After that, you can set up small investment-related messages with the aim of reaching 1 million before the age of 35.

Also, in our article on financial goals, we mentioned the SMART method.

Basically, you need a specific, measurable, achievable, realistic and timely goal.

In the case of financial objectives, the same concepts can be applied, especially the idea of having achievable objectives.

Following the same example of becoming a millionaire by the age of 35, consider the following:

If you have a monthly income of US$2,000 and don’t intend to work any more for extra income, this is an unattainable objective.

If you put away 100% of your monthly income for 10 years, you won’t even reach half the amount you want.

And when we say that you should set achievable financial objectives, we’re not saying that you should get frustrated and give up halfway through.

When you realize that you won’t be able to fulfill your purpose, set goals until it becomes a reality in your life.

How do you achieve your objectives?

You’ve already understood that you have to turn your objective into small goals, but how do you do that?

For example, if your goal is to buy a house, you need to turn it into a goal through the details.

It might be interesting to set a objective of getting a house with a size of about 2,500 square feet.

As for the maximum cost, you might be willing to pay up to US$400,000.

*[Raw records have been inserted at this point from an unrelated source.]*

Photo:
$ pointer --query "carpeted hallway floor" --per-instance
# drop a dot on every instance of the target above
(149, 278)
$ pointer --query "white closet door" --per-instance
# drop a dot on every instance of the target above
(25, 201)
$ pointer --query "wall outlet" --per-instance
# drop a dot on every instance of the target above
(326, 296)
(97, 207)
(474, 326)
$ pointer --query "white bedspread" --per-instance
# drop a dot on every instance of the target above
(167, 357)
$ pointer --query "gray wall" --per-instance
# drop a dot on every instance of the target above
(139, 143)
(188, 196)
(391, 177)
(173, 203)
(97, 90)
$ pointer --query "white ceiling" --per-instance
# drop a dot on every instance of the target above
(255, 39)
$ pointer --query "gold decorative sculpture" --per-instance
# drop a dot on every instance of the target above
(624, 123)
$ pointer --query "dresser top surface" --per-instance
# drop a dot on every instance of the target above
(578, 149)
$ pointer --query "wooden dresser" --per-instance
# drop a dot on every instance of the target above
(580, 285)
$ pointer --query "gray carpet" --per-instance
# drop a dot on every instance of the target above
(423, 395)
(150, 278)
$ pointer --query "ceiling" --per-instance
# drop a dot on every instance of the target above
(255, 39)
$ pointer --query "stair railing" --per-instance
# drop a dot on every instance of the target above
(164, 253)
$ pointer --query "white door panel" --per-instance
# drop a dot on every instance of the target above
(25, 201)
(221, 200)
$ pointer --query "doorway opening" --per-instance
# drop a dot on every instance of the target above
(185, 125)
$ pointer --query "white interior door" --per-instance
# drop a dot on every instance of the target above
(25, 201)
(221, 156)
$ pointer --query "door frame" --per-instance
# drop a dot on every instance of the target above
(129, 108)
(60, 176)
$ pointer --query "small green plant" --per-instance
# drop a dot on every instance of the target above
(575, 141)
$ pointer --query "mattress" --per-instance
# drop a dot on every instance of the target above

Another important goal for meeting your financial objectives would be to save at least 20% as a down payment.

In other words, you would need to save US$80,000.

It’s also worth setting a target for how long you’ll pay off the mortgage.

It’s common to pay for your house in 15 to 30 years and you should analyze what’s best for you.

That way, you can start guessing.

In a period of 16 months, by saving US$, you can get the down payment.

If you only manage to save half the amount each month, it would take almost 3 years to get the down payment.

And, of course, we’re not taking income into account.

If you invest the money, you could get the down payment faster.

Does that make sense? So the better you define your financial goals, the greater your chances of success. 

Key objectives 

In our article on goals, we talked about goals that are essential, regardless of who you are.

In this article, we also think it’s important to talk about fundamental financial objectives in your life.

First of all, create a favorable credit history.

Don’t load yourself up with debt because your financial history will help determine your credit score.

And it’s through your credit score that your lender determines the terms of your mortgage, for example.

In other words, if you don’t take care of your credit history, you may have difficulty and even not be approved when you want to fulfill other objectives such as obtaining a home.

We also recommend that you think about financial freedom.

A person who has such freedom is able to support themselves for a certain period of time, even if their income is affected.

This person also has greater freedom with regard to their financial choices, being able to buy products they have always dreamed of.

Once you’ve achieved this freedom, make it one of your financial objectives to achieve financial independence.

In this case, you are completely free from your job and can continue to work, but this time not for the money.

A person who is financially independent is able to support themselves for the rest of their life because they have built up enough assets to do so.